Psychopaths tend to select trusting and trustworthy women whom they can manipulate and taint. They enjoy the thrill of getting them to collude in their lies and machinations against others, including family members and friends. They resort to emotional blackmail to get their victims, who are often decent human beings, to cooperate. This establishes a link of complicity in the psychopathic bond: something along the lines of, you lied to your family (or my family, or our friends, or your spouse) too, so therefore you’re just as bad and deceitful as I am. Furthermore, psychopaths need to have their sense of power over you constantly reaffirmed. Since they’re at core malicious human beings, the way you help confirm their power best is by colluding with their projects to deceive and hurt others.
By turning “their” women against one another, psychopaths make each of them simultaneously their co-conspirator and their dupe, the deceiver and the deceived. When she deflects her negative emotions towards other women, the psychopath’s wife or girlfriend remains blind to the real threat posed by her own partner. Emotionally, this perspective may be easier to accept than the truth: namely, that your supposed soul mate wants to destroy you and is using you as a weapon to hurt others and vice versa. Only when you’re strong enough to open your eyes and face reality do you begin to see the machinations of the psychopath as puppet master.
Françoise Gilot describes this strategy with incredible lucidity. She compares Picasso’s habit of stringing several women along to a Bluebeard complex and to a bullfight. Although these analogies may seem radically different, they describe the same phenomenon. In this process, the real enemy–the one who gores you in the end–is the man generating all the drama and rivalries among women in the first place:
“Pablo’s many stories and reminiscences about Olga and Marie-Thérèse and Dora Maar, as well as their continuing presence just off stage in our life together, gradually made me realize that he had a kind of Bluebeard complex that made him want to cut off the heads of all the women he had collected in his little private museum. But he didn’t cut the heads entirely off. He preferred to have life go on and to have all those women who had shared his life at one moment or another still letting out little peeps and cries of joy or pain and making a few gestures like disjointed dolls, just to prove there was some life left in them, that it hung by a thread, and that he held the other end of the thread. Even though he no longer had any feeling for this one or that one, he could not bear the idea that any of his women should ever again have a life of her own. And so each had to be maintained, with the minimum gift of himself, inside his orbit and not outside. As I thought about it, I realized that in Pablo’s life things went on just about the way they do in a bullfight. Pablo was the toreador and he waved the red flag, the muleta. For a picture dealer, the muleta was another picture dealer; for a woman, another woman. The result was, the person playing the bull stuck his horns into the red flag instead of goring the real adversary–Pablo. And that is why Pablo was always able, at the right moment, to have his sword free to stick you where it hurt. I came to be very suspicious of this tactic and any time I saw a big red flag waiving around me, I would look to one side of it. There, I always found Pablo.” (Life with Picasso, 242-3)
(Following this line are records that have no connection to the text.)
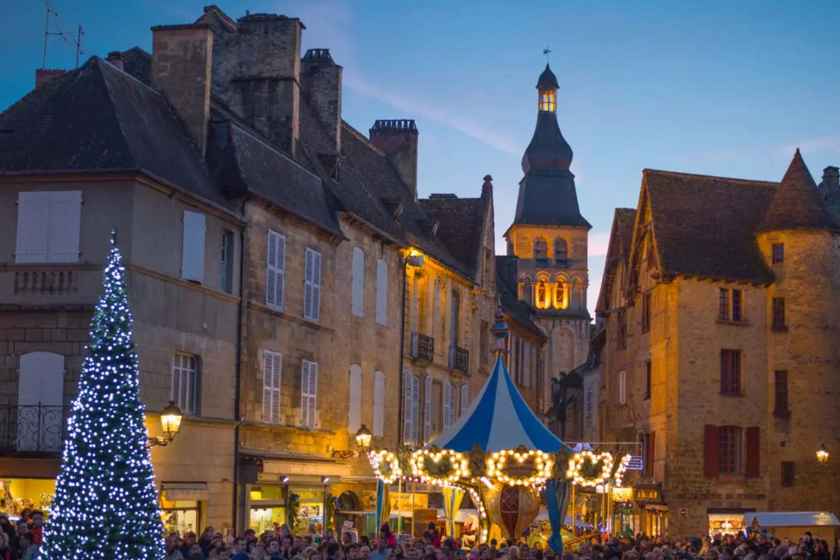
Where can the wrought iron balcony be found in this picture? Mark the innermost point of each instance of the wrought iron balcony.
(422, 347)
(32, 430)
(460, 360)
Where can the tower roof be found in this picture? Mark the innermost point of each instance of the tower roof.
(797, 203)
(547, 80)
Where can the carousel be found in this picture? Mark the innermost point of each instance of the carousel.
(501, 455)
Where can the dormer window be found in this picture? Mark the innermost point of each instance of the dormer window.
(548, 100)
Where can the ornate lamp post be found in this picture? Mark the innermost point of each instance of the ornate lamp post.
(822, 455)
(170, 420)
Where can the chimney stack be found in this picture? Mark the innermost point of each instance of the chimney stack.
(398, 140)
(116, 59)
(182, 58)
(42, 76)
(321, 86)
(266, 86)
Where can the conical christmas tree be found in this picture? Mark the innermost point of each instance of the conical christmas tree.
(105, 505)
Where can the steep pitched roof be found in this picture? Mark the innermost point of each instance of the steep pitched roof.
(242, 161)
(704, 226)
(99, 118)
(515, 308)
(459, 225)
(797, 203)
(618, 250)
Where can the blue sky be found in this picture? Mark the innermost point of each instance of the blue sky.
(713, 87)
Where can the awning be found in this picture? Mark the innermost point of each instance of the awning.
(793, 519)
(186, 491)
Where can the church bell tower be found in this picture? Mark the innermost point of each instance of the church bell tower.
(549, 237)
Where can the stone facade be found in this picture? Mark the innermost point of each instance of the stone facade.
(721, 439)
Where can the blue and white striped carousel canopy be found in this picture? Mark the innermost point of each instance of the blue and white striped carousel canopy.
(499, 418)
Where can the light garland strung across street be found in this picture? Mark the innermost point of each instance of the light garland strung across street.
(622, 468)
(577, 461)
(458, 466)
(385, 465)
(541, 462)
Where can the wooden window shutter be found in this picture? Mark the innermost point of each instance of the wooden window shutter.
(378, 403)
(354, 414)
(64, 225)
(358, 282)
(381, 292)
(710, 451)
(753, 464)
(32, 227)
(275, 274)
(192, 256)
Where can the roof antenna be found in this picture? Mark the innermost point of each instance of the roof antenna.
(77, 40)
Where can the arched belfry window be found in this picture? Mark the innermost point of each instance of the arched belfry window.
(548, 100)
(561, 253)
(541, 252)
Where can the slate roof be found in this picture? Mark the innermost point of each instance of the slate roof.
(506, 288)
(705, 226)
(797, 204)
(242, 161)
(99, 118)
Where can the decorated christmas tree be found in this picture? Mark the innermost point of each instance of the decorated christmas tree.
(105, 502)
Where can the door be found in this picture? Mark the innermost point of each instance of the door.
(40, 411)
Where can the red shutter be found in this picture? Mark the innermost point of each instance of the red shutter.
(753, 452)
(710, 449)
(651, 451)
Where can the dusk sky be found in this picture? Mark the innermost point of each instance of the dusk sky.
(713, 87)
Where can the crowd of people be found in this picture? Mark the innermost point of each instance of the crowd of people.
(282, 545)
(21, 540)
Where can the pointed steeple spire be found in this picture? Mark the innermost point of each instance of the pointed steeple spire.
(797, 203)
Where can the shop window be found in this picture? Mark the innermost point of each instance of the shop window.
(267, 507)
(179, 515)
(185, 383)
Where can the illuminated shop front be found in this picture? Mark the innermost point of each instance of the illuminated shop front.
(182, 506)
Psychopaths have an uncanny ability to turn even people who don’t know one another against each other through their egregious lies and smear campaigns. After slandering their ex partners to their new partners and vice versa, psychopaths sit back and enjoy the show. Aside from the entertainment value and the sense of being in charge, the psychopath gets something else out of generating conflict among his targets. He also gets back-ups to his back-ups. Given that he’s bound to mistreat every woman he’s involved with, he certainly needs them. It seems as if psychopaths know, through both intuition and experience, that the honeymoon phase won’t last long no matter how exciting and promising a given relationship may seem in the beginning.